About Us

Columbia University Emergency Medical Service (CUEMS) is a student-operated, New York State-certified, basic-life support volunteer ambulance corps.

We provide prehospital emergency medical care, free of charge, to Columbia University's Morningside Heights Campus, and the surrounding area, 24 hours a day, 7 days a week.

Originally known as the Columbia Area Volunteer Ambulance, we have been serving the Columbia Community since 1968. The corps currently has approximately 40 active members and responds to over 1,300 calls per year.  CUEMS is a division of the Columbia University Department of Public Safety and Columbia Health. We greatly appreciate their unending support.

Early Years

In a 1962 laboratory mishap, a staff member at the School of Engineering and Applied Science (SEAS) was severely injured. His colleagues rushed to his aid and immediately took him to the hospital. It was with this sentiment – of aiding others in distress – that Columbia University EMS took root.

For many years to follow, Columbia University EMS was little more than a dedicated volunteer crew of medically untrained Engineering faculty and staff, assisting other colleagues in medical need around campus, largely unknown by the community at large.

It was during the summer of 1972 that Columbia University EMS gained University-wide recognition, following an incident in which a suspended student shot the dean of Columbia College – Dean Henry Coleman – six times. Columbia's volunteer emergency medical team quickly responded to Dean Coleman's aid, and commandeered a borrowed station wagon to transport him to the hospital. Due to the prompt aid, Dean Coleman recovered fully from the incident.

Upon gaining renown for their heroic acts, Columbia University EMS received their first official ambulance — a Ford "Super Van," retrofitted by SEAS staff in 1974. This van, officially termed "01", was custom-rigged with emergency equipment and replaced the hodgepodge of borrowed vehicles the corps had been using. With the aid of 01, the volunteer crew responded to approximately 100 calls per year.

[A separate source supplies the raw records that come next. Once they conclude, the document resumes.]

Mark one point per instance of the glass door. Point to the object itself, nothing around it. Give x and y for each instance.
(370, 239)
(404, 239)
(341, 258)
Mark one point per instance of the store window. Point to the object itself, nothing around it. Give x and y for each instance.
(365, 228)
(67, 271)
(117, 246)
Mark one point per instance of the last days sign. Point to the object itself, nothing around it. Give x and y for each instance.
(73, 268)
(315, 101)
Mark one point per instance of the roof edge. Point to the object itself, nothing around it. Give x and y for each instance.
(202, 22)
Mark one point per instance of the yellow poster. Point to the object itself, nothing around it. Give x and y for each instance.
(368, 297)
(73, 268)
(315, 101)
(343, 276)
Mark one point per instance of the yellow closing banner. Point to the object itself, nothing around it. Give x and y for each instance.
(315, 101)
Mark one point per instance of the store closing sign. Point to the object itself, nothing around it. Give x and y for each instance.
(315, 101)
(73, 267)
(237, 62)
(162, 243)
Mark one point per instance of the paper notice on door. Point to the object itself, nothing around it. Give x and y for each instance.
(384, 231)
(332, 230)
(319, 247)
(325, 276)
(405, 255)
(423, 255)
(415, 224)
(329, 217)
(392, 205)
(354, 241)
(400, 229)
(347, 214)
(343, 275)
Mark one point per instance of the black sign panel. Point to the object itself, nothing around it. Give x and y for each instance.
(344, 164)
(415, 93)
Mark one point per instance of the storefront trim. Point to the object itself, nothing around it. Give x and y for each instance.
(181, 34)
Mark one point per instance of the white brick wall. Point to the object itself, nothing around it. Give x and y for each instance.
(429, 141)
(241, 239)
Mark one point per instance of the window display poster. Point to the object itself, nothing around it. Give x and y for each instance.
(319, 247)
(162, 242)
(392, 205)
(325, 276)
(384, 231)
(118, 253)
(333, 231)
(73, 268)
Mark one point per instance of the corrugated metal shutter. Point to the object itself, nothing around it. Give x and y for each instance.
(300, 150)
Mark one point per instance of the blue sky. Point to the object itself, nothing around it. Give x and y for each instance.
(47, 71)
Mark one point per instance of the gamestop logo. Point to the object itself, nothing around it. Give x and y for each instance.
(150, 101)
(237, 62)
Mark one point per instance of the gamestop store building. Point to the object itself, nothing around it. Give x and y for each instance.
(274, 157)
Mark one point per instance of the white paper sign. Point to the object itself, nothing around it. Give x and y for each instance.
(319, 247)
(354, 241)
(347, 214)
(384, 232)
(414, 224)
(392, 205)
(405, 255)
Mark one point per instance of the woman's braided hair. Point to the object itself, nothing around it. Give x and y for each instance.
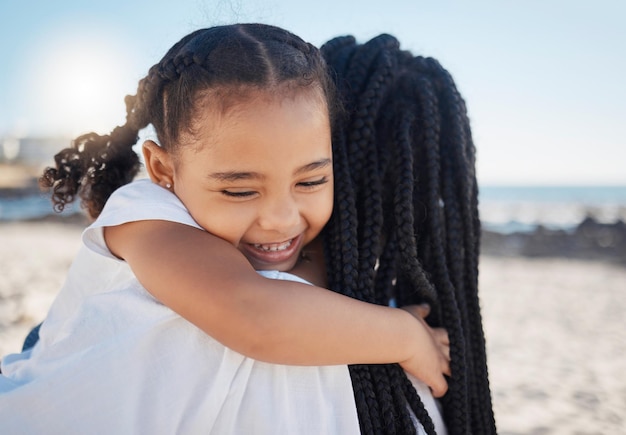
(405, 223)
(405, 226)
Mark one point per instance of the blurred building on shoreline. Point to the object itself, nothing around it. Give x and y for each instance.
(32, 152)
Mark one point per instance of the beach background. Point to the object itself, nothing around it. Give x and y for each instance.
(544, 87)
(552, 286)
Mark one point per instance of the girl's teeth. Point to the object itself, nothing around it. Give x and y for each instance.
(274, 246)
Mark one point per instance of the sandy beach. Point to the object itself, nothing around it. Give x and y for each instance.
(555, 327)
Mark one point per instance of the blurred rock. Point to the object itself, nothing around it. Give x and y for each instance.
(590, 240)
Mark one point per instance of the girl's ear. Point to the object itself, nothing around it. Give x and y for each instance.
(158, 164)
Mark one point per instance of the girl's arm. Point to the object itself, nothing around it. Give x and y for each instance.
(211, 284)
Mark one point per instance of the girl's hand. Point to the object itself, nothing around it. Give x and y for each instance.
(431, 358)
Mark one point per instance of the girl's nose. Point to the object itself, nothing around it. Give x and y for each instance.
(280, 214)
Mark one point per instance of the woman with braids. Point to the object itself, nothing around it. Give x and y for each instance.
(242, 115)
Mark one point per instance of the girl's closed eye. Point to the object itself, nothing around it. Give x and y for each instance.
(312, 184)
(238, 193)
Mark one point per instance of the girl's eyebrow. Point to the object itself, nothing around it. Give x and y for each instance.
(230, 176)
(319, 164)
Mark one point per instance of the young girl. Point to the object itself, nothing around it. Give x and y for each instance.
(214, 106)
(242, 115)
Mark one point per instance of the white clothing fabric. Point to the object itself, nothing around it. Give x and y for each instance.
(113, 359)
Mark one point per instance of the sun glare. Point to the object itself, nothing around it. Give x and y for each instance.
(80, 85)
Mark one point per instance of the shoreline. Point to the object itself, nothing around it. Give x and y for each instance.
(554, 326)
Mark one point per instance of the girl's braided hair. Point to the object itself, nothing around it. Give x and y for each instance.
(405, 224)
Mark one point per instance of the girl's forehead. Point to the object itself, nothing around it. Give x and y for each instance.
(218, 111)
(260, 125)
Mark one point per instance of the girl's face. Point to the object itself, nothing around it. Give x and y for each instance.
(261, 176)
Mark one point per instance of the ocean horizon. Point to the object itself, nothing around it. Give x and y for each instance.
(502, 208)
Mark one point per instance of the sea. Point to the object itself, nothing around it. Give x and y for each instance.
(504, 209)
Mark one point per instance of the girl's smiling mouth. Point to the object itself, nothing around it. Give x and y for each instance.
(272, 255)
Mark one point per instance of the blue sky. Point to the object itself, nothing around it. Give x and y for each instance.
(543, 80)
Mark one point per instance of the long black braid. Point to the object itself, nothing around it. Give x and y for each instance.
(405, 225)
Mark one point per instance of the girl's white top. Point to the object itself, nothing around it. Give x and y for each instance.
(113, 359)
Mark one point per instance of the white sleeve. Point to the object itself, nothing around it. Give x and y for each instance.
(137, 201)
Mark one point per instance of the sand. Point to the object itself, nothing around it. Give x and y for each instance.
(555, 328)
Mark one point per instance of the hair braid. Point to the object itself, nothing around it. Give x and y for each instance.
(405, 155)
(225, 60)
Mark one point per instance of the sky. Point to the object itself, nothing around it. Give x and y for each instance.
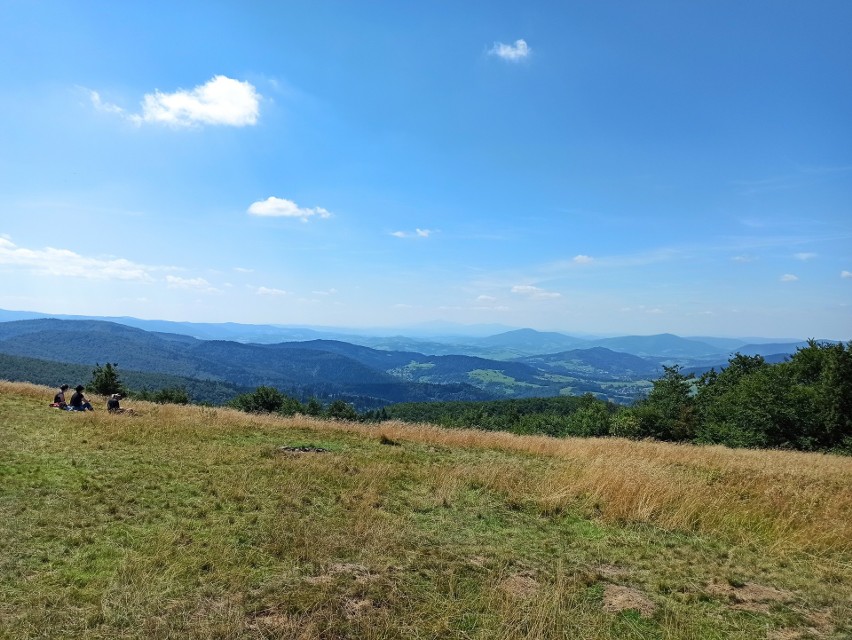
(603, 167)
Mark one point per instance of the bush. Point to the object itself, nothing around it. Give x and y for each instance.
(105, 380)
(267, 400)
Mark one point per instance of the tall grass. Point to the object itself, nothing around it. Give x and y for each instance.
(186, 521)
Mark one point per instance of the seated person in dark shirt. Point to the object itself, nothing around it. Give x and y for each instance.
(79, 401)
(59, 399)
(113, 406)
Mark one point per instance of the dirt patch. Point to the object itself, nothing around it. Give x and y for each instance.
(610, 571)
(752, 597)
(355, 608)
(618, 598)
(358, 572)
(301, 449)
(271, 622)
(520, 586)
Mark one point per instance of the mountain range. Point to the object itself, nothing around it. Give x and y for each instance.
(368, 370)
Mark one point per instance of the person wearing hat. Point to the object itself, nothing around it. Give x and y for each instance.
(79, 402)
(59, 399)
(113, 405)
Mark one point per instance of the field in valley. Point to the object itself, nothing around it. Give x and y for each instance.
(193, 522)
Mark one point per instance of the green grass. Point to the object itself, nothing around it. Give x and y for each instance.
(184, 522)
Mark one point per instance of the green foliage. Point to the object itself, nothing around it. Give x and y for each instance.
(669, 411)
(804, 403)
(174, 395)
(626, 424)
(267, 400)
(591, 419)
(313, 407)
(340, 410)
(105, 380)
(567, 415)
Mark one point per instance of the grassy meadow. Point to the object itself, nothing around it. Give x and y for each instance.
(193, 522)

By the late 1970s, Emergency Medicine had become its own medical specialty. This in large part was due to the Freedom House Ambulance Service whom we have to thank for their pioneering of such a critical medical field. It was with this revolution of the medical field that Columbia University EMS would emerge as a full-fledged organization.

Columbia Area Volunteer Ambulance is Formed

In 1980, Columbia students Erik Gaull '85 and Bruce Topper '82 approached the Department of Public Safety with the interest of transforming this group of untrained volunteers into an organized ambulance corps. With the help of the Department of Public Safety, Columbia Area Volunteer Ambulance (CAVA) was founded. It soon became a university-wide, recognized EMS corps, composed of student volunteers who were trained as first responders. CAVA served as a 24/7 service, and quickly gained the reputation of rapid response times and professional level of care, so much so that "being CAVA'd" became a common phrase in the Columbia vernacular, indicating that someone had received medical aid from these first responders. Having earned such a presence in the Columbia consciousness, in 1984, CAVA gained enough money from the Columbia community to purchase their second ambulance.

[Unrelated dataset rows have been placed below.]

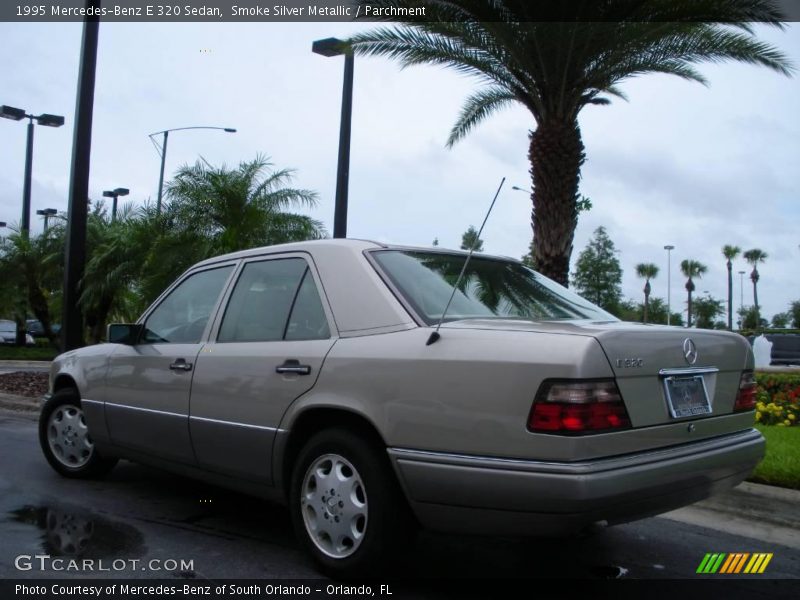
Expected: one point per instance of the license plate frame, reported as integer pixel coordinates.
(687, 396)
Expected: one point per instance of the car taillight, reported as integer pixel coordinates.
(746, 398)
(573, 407)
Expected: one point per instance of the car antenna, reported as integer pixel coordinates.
(435, 334)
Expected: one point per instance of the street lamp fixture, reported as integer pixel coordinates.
(669, 248)
(335, 47)
(115, 193)
(46, 119)
(162, 150)
(47, 213)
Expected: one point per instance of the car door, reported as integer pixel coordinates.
(269, 346)
(148, 384)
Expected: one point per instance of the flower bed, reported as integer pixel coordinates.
(778, 399)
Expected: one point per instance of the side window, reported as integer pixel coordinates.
(274, 300)
(261, 301)
(308, 321)
(182, 316)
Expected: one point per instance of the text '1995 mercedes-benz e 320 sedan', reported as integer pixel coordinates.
(307, 373)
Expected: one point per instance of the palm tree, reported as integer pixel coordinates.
(554, 59)
(691, 269)
(730, 252)
(215, 210)
(755, 256)
(647, 271)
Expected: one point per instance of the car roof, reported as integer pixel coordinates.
(322, 245)
(361, 302)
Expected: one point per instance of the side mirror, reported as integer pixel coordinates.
(124, 333)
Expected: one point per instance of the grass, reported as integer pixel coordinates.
(781, 465)
(24, 353)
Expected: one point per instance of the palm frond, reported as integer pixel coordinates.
(476, 108)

With two vehicles in service, CAVA rapidly became an integral part of the Department of Public Safety and the University at large. CAVA’s medical support not only aids in the safety and health of the students but also saves the University tens of thousands of dollars through its free medical care. Throughout the years, CAVA made a lasting impression on Columbia's campus. In 1997, the corps received a stork emblem from the city, when a crew successfully delivered a baby. Six years later, during the tragic events of 9/11, the corps was put on alert. While hoards of ambulances scrambled to serve patients near the Twin Towers, CAVA fielded all emergency calls in Morningside Heights.

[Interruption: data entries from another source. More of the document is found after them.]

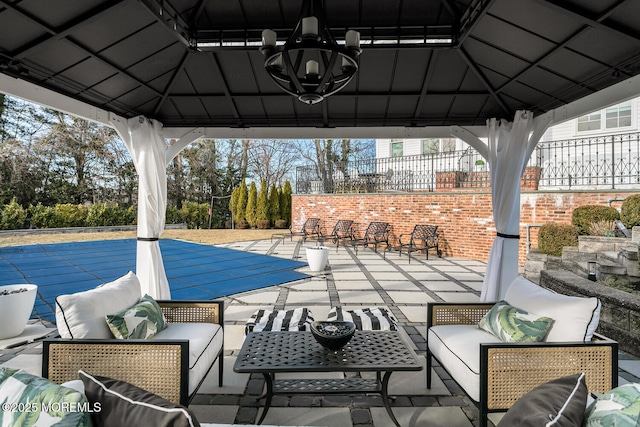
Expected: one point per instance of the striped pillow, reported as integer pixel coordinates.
(299, 319)
(366, 319)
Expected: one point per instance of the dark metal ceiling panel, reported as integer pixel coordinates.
(411, 69)
(16, 31)
(126, 57)
(538, 20)
(492, 31)
(607, 48)
(58, 57)
(102, 33)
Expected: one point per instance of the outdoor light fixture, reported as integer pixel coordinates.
(311, 65)
(591, 267)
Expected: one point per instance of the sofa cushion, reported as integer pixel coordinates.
(81, 315)
(459, 346)
(123, 404)
(575, 318)
(142, 321)
(205, 343)
(619, 407)
(29, 400)
(366, 319)
(511, 324)
(559, 402)
(299, 319)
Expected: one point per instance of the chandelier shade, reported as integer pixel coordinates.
(311, 65)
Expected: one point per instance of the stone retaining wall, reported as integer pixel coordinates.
(620, 314)
(464, 218)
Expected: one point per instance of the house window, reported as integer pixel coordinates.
(396, 148)
(619, 115)
(430, 146)
(589, 122)
(448, 145)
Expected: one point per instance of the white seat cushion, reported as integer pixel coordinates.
(575, 318)
(205, 342)
(457, 347)
(82, 315)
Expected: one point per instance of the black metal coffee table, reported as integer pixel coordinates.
(382, 352)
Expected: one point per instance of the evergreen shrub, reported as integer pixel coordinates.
(553, 237)
(630, 211)
(583, 216)
(12, 216)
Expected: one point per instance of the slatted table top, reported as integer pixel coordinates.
(272, 352)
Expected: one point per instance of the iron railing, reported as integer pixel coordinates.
(583, 163)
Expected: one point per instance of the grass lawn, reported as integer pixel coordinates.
(199, 236)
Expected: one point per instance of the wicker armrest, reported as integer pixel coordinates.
(158, 366)
(193, 311)
(508, 370)
(455, 313)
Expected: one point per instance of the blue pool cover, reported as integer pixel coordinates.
(194, 271)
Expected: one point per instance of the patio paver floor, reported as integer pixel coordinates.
(350, 280)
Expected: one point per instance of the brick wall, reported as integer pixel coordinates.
(465, 219)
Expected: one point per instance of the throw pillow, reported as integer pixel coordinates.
(511, 324)
(123, 404)
(142, 321)
(619, 407)
(558, 403)
(29, 400)
(575, 318)
(81, 315)
(366, 319)
(299, 319)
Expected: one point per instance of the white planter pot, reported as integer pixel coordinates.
(317, 257)
(15, 309)
(317, 187)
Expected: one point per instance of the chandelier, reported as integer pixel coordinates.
(311, 65)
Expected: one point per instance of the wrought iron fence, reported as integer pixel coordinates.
(584, 163)
(591, 163)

Columbia University EMS Today

In 2002, CAVA was rebranded to Columbia University Emergency Medical Service (CUEMS). In 2003, CUEMS celebrated 40 successful years of emergency care with the purchase of a new ambulance – a Horton 364, called "04” or “Odysseus.” Odysseus witnessed CUEMS’s switch from paper to electronic documentation in 2009, and was joined by a new ambulance in 2010 – "05" or “Achilles,” which replaced the aging 17-year-old “03.” After over a decade of serving the Columbia community and the greater Morningside Heights neighborhood, Odysseus retired graciously in April of 2015, and was replaced by “06” or “Penelope.”

Today, Columbia University Emergency Medical Service – aided by Achilles and Penelope, our beloved two ambulances – has more than 40 active members and responds to over 1,300 calls a year. Active 24 hours a day, 7 days a week, CUEMS has become an essential part of the University. To this day, CUEMS, the Department of Public Safety, Health Services at Columbia, and the Trustees of Columbia University have a relationship of collaboration, cooperation, and trust.